Now, all of this might be alleviated if you’re using a Windows computer as the SMB/CIFS server, as noted in the docs, but the Samba software that you’d use to host files from Linux does not work that way IME. I’ve tried this on Ubuntu 18.04 and 20.04, though not on the latest 22.04.

I think the best Nextcloud client is not WebDAV but the orignal Nextcloud client.
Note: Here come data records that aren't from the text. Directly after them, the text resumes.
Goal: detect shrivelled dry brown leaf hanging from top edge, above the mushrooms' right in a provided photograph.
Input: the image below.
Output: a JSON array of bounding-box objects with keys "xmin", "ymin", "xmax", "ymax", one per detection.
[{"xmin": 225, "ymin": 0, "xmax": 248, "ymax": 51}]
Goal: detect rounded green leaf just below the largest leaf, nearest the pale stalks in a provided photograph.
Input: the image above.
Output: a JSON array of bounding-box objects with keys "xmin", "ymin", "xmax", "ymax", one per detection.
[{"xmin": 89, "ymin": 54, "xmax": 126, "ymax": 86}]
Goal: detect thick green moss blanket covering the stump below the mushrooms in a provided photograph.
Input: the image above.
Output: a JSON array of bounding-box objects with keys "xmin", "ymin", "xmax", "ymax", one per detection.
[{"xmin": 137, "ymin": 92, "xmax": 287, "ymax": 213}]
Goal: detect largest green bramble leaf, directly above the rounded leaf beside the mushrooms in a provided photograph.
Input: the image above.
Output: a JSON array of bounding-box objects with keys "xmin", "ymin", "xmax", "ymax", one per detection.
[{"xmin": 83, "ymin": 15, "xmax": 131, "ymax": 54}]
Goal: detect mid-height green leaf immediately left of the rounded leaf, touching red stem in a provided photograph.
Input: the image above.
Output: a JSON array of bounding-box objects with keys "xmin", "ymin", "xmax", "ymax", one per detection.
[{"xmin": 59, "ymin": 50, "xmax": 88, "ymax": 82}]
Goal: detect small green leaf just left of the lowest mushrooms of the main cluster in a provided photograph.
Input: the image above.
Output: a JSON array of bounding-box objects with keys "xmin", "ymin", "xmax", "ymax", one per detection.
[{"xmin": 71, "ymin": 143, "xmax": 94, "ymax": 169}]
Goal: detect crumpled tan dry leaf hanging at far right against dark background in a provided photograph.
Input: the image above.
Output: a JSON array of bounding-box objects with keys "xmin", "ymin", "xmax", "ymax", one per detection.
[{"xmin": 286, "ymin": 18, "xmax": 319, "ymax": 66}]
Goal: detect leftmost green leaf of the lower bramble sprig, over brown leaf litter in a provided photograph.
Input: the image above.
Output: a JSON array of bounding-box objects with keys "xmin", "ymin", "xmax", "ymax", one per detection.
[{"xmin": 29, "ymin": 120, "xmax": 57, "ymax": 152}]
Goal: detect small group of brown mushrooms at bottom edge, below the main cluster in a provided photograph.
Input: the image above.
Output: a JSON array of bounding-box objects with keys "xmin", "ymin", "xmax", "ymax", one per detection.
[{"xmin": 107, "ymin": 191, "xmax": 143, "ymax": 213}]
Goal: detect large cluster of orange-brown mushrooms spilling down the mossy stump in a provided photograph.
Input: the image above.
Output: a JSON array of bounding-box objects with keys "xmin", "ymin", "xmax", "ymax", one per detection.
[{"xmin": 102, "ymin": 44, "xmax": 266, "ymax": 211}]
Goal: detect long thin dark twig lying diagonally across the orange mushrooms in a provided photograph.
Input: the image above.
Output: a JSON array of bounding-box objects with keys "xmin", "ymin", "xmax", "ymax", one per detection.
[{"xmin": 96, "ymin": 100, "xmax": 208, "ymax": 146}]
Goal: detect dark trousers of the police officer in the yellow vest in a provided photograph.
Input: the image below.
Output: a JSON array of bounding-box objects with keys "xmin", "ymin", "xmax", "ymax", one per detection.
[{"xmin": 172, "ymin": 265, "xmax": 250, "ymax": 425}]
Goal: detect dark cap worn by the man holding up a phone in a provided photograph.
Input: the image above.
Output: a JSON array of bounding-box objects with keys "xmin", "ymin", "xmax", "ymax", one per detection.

Hopefully this applies to Windows, MacOS, iOS, Android and Linux. https://nextcloud.com/install

You must not sync all files with your Linux Nextcloud client.

Nextcloud desktop client 3.2 with status feature and Virtual Files available now - Nextcloud
Watch also this video.

But i also think that Samba/SMB is better in performance then a “webservice” like Nextcloud or Office 365.

Using the sync client to sync only some of your files is an option for interacting with those files, but doesn’t solve the problem of being able to access all of your files. The new Virtual Files feature is awesome, but it’s Windows-only for now.
Virtual Files on the Linux side probably requires FUSE, and if it’s also going to be integrated with file managers like it is on Windows, will require specific work for Nautilus, Dolphin, etc.

Agreed on performance.

@mactrent
Oh. I thought virtual files were also available under Linux. Also, I would have expected that virtual files might require something like WebDAV and not FUSE, which would actually be a standard feature.

@devnull
It’s Windows only for now (end of the What’s New paragraph in the announcement).

I think it would need to use both WebDAV and FUSE: one to connect to Nextcloud server on the back-end, and the other to present a cached version of that to the user’s file manager. On Windows side, Windows Explorer has a built-in functionality that does the work that FUSE would do on Linux.